Engagement-derivative metrics like “Percent Highly Engaged Visitors” are useful. Here you can see a select group of referring domains showing the percent of highly and percent moderately engaged visitors they’re sending my way (with conversion to show that engagement and conversion are in fact different!) Avinash Kaushik is sending me a few (0.2%) highly engaged visitors (thanks!) but Ian Thomas is sending me a bunch (70.4%) of moderately engaged visitors, many of whom are purchasing books (1.2% conversion rate.)
By looking at traffic from Avinash’s site over time (bar graph) I can see peaks and valleys in overall engagement from folks coming from his site, which would be useful to back into those peaks to try and determine what other blogger’s readers might be reacting to when they’re exhibiting highly-engaged behavior on my site (see late August and early September.) Given that Clint proved that conversion is a poor measure of success when trying to evaluate traffic from other bloggers, I think visitor engagement is useful for examining the non-revenue value of referring sources — what do you think?
Those of you who are looking for correlation between engagement and conversion, have a look at the data for Mr. Jim Sterne’s wonderful site emetrics.org — 5.6% of the folks coming from Jim’s site are highly engaged, 66.2% moderately engaged, and man-oh-man does Jim help sell some copies of Analytics Demystified. You’re the man, Jim!
Visitor engagement is globally useful. At least in Visual Sciences Visual Site you can apply engagement metrics and segments to pretty much any dimension tracked. Here I’m looking at the percentage of “highly” engaged visitors (50% or more) in my “well engaged” segment broken down by country. Now, this is certainly more interesting in light of the total volume of traffic coming from each geographic location, and as I think about localizing my books and planning future trips around the world this information becomes very helpful.
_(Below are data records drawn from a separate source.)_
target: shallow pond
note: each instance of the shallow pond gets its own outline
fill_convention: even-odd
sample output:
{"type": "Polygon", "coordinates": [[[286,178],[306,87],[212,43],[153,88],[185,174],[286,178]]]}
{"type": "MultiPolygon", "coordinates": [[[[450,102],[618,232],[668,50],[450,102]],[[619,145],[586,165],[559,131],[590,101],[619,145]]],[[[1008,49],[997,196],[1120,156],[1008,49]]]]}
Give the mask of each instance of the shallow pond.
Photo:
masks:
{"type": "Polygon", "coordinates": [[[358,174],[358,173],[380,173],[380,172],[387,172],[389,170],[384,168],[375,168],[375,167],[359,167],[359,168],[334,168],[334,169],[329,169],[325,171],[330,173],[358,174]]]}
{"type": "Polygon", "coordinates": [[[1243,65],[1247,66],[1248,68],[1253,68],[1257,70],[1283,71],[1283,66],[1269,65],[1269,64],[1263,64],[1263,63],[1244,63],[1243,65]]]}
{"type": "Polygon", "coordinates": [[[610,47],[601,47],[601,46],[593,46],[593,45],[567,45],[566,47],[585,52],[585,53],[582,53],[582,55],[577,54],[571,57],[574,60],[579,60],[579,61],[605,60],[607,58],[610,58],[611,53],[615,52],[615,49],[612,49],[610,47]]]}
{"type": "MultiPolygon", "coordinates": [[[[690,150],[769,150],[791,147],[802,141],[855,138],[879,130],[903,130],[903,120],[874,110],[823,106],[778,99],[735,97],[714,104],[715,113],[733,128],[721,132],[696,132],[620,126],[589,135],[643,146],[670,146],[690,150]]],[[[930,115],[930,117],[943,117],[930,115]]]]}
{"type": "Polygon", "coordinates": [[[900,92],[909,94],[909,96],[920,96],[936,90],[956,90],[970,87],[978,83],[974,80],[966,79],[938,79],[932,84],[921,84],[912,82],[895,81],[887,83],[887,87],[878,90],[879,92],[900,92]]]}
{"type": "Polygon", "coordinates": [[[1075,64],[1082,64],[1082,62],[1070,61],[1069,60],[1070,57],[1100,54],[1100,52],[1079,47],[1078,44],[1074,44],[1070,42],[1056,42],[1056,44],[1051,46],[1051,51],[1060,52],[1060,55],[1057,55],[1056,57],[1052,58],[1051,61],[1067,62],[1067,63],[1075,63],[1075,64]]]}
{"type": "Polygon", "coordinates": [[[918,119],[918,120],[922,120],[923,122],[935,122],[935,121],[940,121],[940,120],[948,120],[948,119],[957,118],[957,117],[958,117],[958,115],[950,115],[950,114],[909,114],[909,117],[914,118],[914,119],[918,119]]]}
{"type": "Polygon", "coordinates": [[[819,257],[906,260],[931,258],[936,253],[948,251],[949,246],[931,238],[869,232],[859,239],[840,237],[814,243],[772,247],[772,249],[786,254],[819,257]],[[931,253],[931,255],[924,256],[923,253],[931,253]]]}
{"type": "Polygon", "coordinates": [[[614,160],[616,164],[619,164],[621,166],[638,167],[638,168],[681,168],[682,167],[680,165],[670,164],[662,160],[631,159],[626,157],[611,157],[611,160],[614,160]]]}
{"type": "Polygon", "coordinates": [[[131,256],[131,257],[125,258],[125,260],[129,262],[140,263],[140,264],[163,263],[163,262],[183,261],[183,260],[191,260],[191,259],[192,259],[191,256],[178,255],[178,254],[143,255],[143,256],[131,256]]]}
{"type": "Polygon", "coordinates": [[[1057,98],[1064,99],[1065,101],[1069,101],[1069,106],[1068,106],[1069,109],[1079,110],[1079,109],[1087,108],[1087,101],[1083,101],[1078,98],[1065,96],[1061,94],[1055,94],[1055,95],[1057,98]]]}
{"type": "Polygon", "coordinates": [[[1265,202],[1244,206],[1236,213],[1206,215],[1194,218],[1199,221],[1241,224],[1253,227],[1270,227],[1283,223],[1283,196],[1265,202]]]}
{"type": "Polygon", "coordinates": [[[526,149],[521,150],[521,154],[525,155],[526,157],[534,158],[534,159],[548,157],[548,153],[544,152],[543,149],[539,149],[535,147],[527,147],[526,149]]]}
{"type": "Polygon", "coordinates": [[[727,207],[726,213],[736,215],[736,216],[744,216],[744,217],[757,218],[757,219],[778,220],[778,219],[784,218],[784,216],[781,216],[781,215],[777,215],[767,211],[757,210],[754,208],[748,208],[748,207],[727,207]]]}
There is more, including some of the more granular visitor-level stuff I talked about in the first series of posts on the subject, but I want to be sensitive to protecting the identity of individual users on my site. If you’re interested in helping me collect some “ground truth” regarding the engagement calculation, write me and I’ll explain how you can help.
So what do you think? Do the screen-shots help you understand the calculation better? Or do they still make it look super-complicated and scary? Is there something specific you’d like to see me demonstrate with the calculation? Or do you think you could come up with these same insights using more traditional metrics?